Québec to levy carbon tax
Québec Premier Jean Charest and Environment Minister Claude Béchard said that from 2006-2012, the province will place a tax on oil and gas companies for the sale of hydrocarbon products sold in bulk to retailers. Heavy oil, gas, natural gas and other fuels will be subject to the charge.
The estimated $200 million which the tax will raise each year will be paid into a Green Fund, which will provide the resources for the implementation of other aspects of the climate change plan.
Other specific measures in the plan include limiting the speed of heavy vehicles to 105 km/hr, raising Building Code standards to improve energy efficiency of new buildings, and an information campaign to promote public awareness of climate change actions.
Light-duty cars and trucks sold in the province will have to meet stricter emissions standards by 2010, similar to those adopted in California, which are the most stringent in North America.

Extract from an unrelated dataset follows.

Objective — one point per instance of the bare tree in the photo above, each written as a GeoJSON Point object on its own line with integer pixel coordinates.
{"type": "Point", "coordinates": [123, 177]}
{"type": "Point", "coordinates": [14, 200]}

Investments will also be made to promote the development of energy efficiency technology and clean energy solutions, and to encourage Canadian companies to bring such products to market. A complete list of measures and details can be found in the official plan: Quebec and Climate Change – A Challenge for the Future (PDF).
With the plan, the provincial government says it will be able to cut emissions by 10 Megatonnes of carbon dioxide equivalent, or 1.5% below 1990 levels. Further reductions will be funded with $328 million the expected from the federal government, allowing Quebec to meet its Kyoto Protocol target of 6% below 1990 levels. Premier Charest has said publicly that the province will meet its own Kyoto targets regardless of the national situation, but clearly hopes receive the funding arranged with the previous administration.
Environmental groups praised the carbon-tax policy, which is viewed as an effective instrument to reduce emissions, because it creates a market incentive by placing an economic value on carbon. The effect of a carbon tax would be similar to that of a cap-and-trade system which would require companies to cut emissions or pay for credits for the right to pollute more. The European Union has recently finished the first phase of its Emissions Trading System, and the market for credits was worth billions until the price crashed on reports that many countries had undershot emissions targets. The EU has promised stricter targets during the second phase, and believes that the system has proven to be effective despite some growing pains.
Only economic instruments that place a financial penalty on carbon dioxide emissions will actually be effective, said a report submitted to the federal government by the C.D. Howe Institute. Author Mark Jaccard says that without such a penalty, other demand and supply factors will simply overwhelm any voluntary efforts or subsidies, which have proven ineffective in the past.
A spokesperson for the petroleum industry noted that the costs of the tax will likely be passed on to consumers, reports the Globe and Mail.
“There is no doubt that consumers will pay more for the measures,” said Carol Montreuil, a spokesman for the Canadian Institute of Petroleum Products. “We are talking about $200-million, and in one way or another, this money will have to come out of the pockets of consumers… . You can’t expect an industry to absorb an additional $200-million cost.”
In response, Premier Charest pointed to other industries, such as aluminium processing, that have reduced emissions while maintaining economic competitiveness.
“It is high time (oil companies) play by the same rules as everyone else,” Mr. Charest said, reports the Globe and Mail. “This represents a great opportunity for the oil producers. If they don’t see it that way I’d regret that. They’d be totally wrong. They will be on the wrong side of this issue.”